Late in 1883, Koch requested authorization for his team to sail to Calcutta, India to continue their work. The epidemic had subsided in Egypt but was still very active in India.
The team continued their research work with cholera. On January 7, 1884, Koch announced in a dispatch that he had successfully isolated the bacillus in pure culture. One month later he wrote again, stating that the bacillus was not straight like other bacilli, but a little bent, like a "comma." He also noted that the bacillus was able to proliferate in moist soiled linen or damp earth, and was susceptible to drying and weak acid solutions. Finally, he pointed out that the specific organisms were always found in patients with cholera but never in those with diarrhea from other causes, were relatively rare in early infection, but were extensively present in the characteristic "rice water stools" of advanced cholera patients. He was, however, still unable to reproduce the disease in animals, reasoning correctly that they are not susceptible. In May, 1884 Koch and his colleagues returned to Berlin where they were treated as national heroes. He received the Nobel Prize in 1905 for his "investigations and discoveries in relation to tuberculosis."

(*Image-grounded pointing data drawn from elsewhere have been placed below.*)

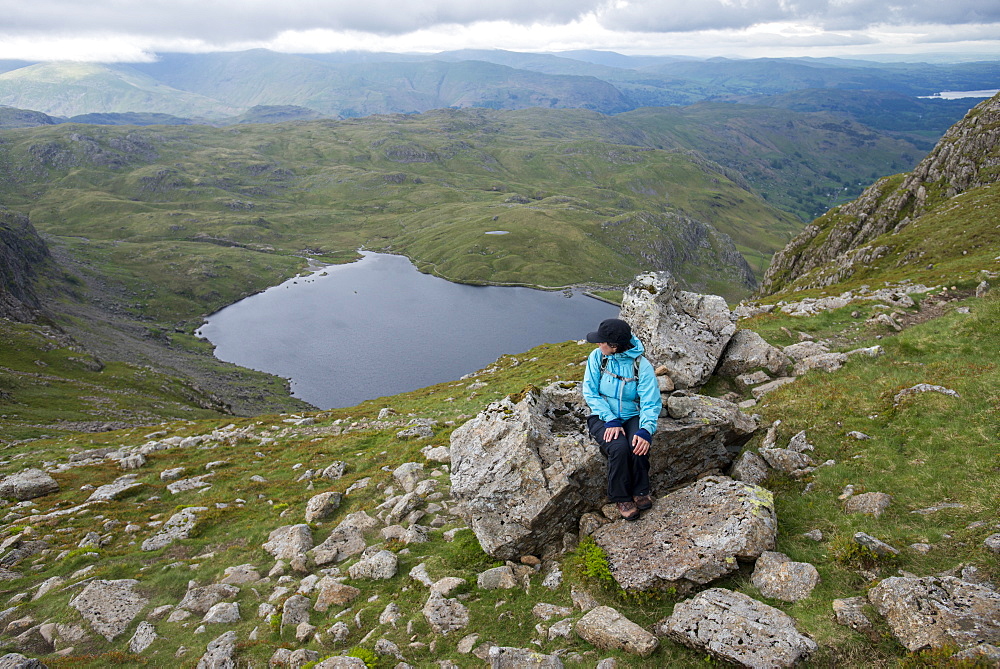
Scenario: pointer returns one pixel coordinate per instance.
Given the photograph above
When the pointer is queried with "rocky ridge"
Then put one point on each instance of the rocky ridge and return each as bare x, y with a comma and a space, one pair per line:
964, 159
355, 559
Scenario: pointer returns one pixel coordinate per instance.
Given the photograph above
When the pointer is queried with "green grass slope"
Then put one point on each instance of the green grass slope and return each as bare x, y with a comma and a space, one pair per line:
936, 224
924, 450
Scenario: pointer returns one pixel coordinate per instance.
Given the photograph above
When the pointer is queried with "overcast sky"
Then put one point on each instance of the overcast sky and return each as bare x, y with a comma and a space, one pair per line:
132, 30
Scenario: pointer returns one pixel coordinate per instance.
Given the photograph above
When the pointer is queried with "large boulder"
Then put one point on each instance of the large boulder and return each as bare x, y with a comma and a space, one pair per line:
682, 331
524, 473
608, 629
748, 352
938, 611
109, 606
736, 628
692, 536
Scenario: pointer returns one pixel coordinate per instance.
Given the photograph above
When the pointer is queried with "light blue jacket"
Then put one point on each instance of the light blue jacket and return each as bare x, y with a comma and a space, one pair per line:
610, 397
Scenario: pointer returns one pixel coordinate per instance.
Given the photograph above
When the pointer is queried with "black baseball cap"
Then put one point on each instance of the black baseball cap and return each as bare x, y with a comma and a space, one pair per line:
611, 331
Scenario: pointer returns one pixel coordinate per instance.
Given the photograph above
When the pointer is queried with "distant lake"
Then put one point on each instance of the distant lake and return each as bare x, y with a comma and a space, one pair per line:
379, 327
957, 95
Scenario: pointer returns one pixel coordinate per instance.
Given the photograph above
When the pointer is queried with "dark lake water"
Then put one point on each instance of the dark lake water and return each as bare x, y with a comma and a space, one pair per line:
379, 327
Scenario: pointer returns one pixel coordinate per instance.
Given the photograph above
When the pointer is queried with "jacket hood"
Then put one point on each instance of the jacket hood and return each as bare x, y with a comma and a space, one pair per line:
634, 352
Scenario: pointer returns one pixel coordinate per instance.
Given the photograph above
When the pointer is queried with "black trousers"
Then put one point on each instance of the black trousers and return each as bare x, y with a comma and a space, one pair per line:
628, 473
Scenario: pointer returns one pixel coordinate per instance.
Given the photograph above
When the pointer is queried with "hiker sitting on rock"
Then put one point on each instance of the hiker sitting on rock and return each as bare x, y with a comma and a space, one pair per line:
621, 390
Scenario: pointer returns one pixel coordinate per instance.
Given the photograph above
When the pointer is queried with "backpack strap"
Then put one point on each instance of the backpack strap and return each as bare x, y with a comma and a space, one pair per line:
635, 369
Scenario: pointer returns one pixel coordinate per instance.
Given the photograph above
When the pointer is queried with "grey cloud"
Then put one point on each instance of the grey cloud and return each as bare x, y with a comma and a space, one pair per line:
690, 15
215, 20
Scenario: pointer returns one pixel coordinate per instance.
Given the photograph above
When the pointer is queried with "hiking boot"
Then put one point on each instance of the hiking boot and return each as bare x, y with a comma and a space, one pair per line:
628, 510
643, 502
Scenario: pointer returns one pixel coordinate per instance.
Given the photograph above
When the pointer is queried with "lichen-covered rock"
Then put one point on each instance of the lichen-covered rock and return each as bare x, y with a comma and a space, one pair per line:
27, 484
293, 659
109, 606
18, 661
375, 564
682, 331
736, 628
786, 460
524, 473
322, 506
497, 578
748, 352
145, 635
223, 613
295, 611
288, 542
445, 615
201, 599
608, 629
692, 536
240, 574
850, 613
871, 503
220, 652
750, 468
334, 593
938, 611
113, 490
408, 475
507, 657
346, 540
779, 577
178, 527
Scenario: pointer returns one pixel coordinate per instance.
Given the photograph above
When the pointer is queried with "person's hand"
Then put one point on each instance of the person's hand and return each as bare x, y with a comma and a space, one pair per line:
612, 432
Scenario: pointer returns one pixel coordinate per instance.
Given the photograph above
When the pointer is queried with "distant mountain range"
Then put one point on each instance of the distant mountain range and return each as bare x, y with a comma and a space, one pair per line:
216, 87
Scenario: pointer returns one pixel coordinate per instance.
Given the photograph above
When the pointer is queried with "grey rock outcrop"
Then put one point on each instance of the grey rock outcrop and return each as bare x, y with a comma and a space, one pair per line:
322, 506
524, 473
850, 613
346, 540
178, 527
220, 652
682, 331
145, 635
736, 628
375, 564
18, 661
748, 352
27, 484
507, 657
938, 611
109, 606
750, 468
871, 503
692, 536
779, 577
201, 599
288, 542
445, 615
106, 493
608, 629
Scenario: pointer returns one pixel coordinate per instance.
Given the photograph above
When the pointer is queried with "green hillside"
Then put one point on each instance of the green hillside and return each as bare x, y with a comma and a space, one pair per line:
68, 89
804, 163
580, 205
935, 224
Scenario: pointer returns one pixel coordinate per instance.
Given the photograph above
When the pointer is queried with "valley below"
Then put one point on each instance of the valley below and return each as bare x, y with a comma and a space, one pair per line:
162, 507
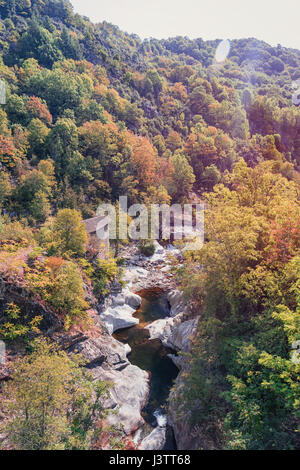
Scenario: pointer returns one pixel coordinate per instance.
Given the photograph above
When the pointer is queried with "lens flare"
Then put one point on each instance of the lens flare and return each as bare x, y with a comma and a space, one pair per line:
222, 51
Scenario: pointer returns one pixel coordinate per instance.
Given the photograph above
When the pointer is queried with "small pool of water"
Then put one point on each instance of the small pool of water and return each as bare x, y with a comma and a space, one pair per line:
151, 355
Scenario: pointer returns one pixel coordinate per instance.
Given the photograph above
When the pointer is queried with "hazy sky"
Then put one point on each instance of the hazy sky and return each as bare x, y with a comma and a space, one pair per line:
274, 21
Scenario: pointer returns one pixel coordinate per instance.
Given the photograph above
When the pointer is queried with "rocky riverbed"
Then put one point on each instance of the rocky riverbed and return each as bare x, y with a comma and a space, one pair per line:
131, 384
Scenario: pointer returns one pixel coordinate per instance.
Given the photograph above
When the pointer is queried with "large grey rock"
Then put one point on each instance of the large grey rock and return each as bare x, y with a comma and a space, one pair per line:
133, 300
155, 441
106, 359
129, 395
117, 300
173, 333
116, 318
176, 302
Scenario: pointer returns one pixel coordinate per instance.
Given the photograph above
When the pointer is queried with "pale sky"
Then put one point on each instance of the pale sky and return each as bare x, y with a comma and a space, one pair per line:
274, 21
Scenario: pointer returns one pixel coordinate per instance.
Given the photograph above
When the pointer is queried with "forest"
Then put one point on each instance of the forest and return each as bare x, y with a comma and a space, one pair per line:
92, 113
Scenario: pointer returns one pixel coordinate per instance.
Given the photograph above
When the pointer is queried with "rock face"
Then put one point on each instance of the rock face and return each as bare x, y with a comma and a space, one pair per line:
155, 441
176, 302
116, 318
106, 358
174, 332
120, 312
133, 300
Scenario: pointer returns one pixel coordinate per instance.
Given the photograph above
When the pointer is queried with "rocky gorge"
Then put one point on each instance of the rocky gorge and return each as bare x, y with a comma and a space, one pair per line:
172, 334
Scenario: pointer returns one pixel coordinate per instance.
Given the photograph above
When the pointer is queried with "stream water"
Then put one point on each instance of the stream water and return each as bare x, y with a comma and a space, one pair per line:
151, 355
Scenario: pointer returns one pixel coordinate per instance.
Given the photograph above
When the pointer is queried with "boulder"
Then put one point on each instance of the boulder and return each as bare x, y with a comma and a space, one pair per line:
117, 318
156, 439
133, 300
129, 395
176, 302
117, 300
106, 359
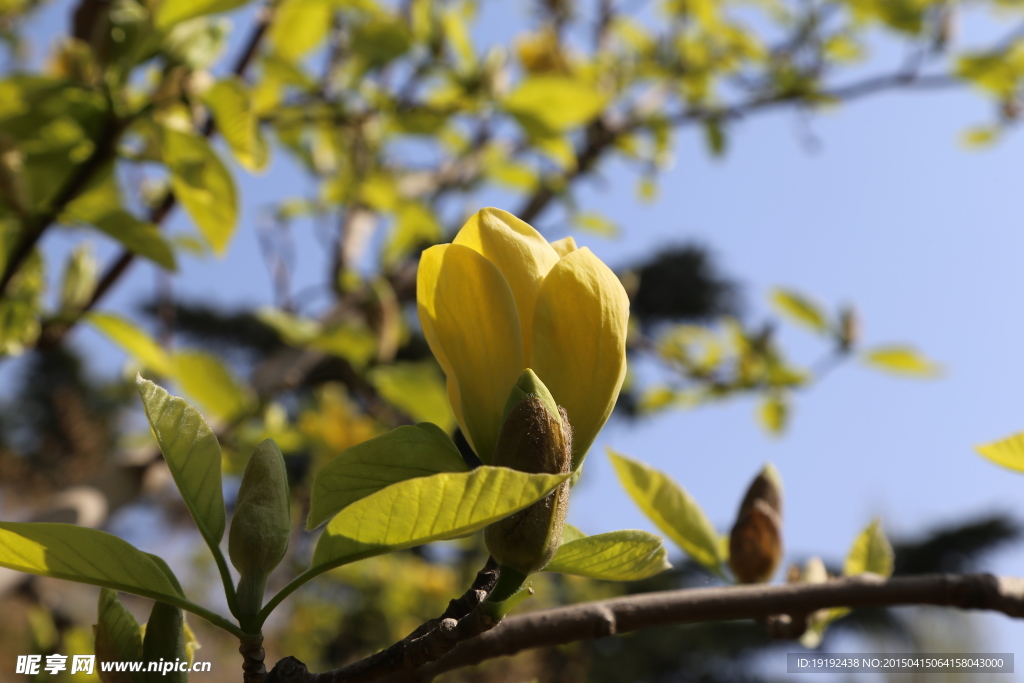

PERSISTENCE OF MIASMA THEORY
Despite the earlier work of Dr. John Snow, many still believed that cholera was caused by miasmata. Just 10 years before Koch's cholera publication, at a major International Sanitary Conference in 1874, representatives of 21 governments voted unanimously that "ambient air is the principal vehicle of the generative agent of cholera." With Koch's highly publicized findings, however, the tide of scientific and public opinion began to increasingly to change, although slowly. Scientists were divided in Germany, almost entirely negative to Koch's theory in France, and nearly so in England. In the International Sanitary Conference of 1885 attended by Robert Koch along with representatives of 28 countries, the British delegation successfully blocked any "theoretical discussion on the etiology of cholera," thereby denying evidence that British John Snow had so carefully described in his 1855 book, Italian Filippo Pacini had
witnessed in his 1854 microscopic studies, and German Robert Koch had cultured in his field and laboratory studies a year earlier in 1884.
The grip of prevailing dogma was difficult to loosen. Yet with time the scientific clarity of Snow, Pacini and Koch swayed scientific opinions and the
miasma theory of cholera was finally laid to rest.
Sources:
Barcat,Juan Antonio.Filippo Pacini y el cólera, 1854,Medicina (B Aires), 74(1), 2014, pp. 77-79.
Bentivoglio M, Pacini P. Flippo Pacini: a determined observer. Brain
Research Bulletin 38(2), 161-165, 1995.
Hassall, Arthur Hill. The Narrative of a Busy Life: An Autobiography. London: Longmans, Green, and Co., 1893, pp.1-166.
Howard-Jones
N. Robert Koch and the cholera vibrio: a centenary. British Medical Journal 288, 379-381, 1984.
Lippi, D. and Gotuzzo, E. The greatest steps towards the discovery of Vibrio cholerae, Clinical Microbiology and Infection 20(3), March 2014, pp. 191-195.
Paneth, N. et al. A rivalry of foulness: Official and unofficial investigations of the London cholera epidemic of 1854, American Journal of Public Health 88(10), October, 1998, pp. 1545-1553.
Sravanthi, K., et al. Robert Koch: From Anthrax to Tuberculosis – A Journey in Medical Science, Cureus, 16(11):e72955, 2024.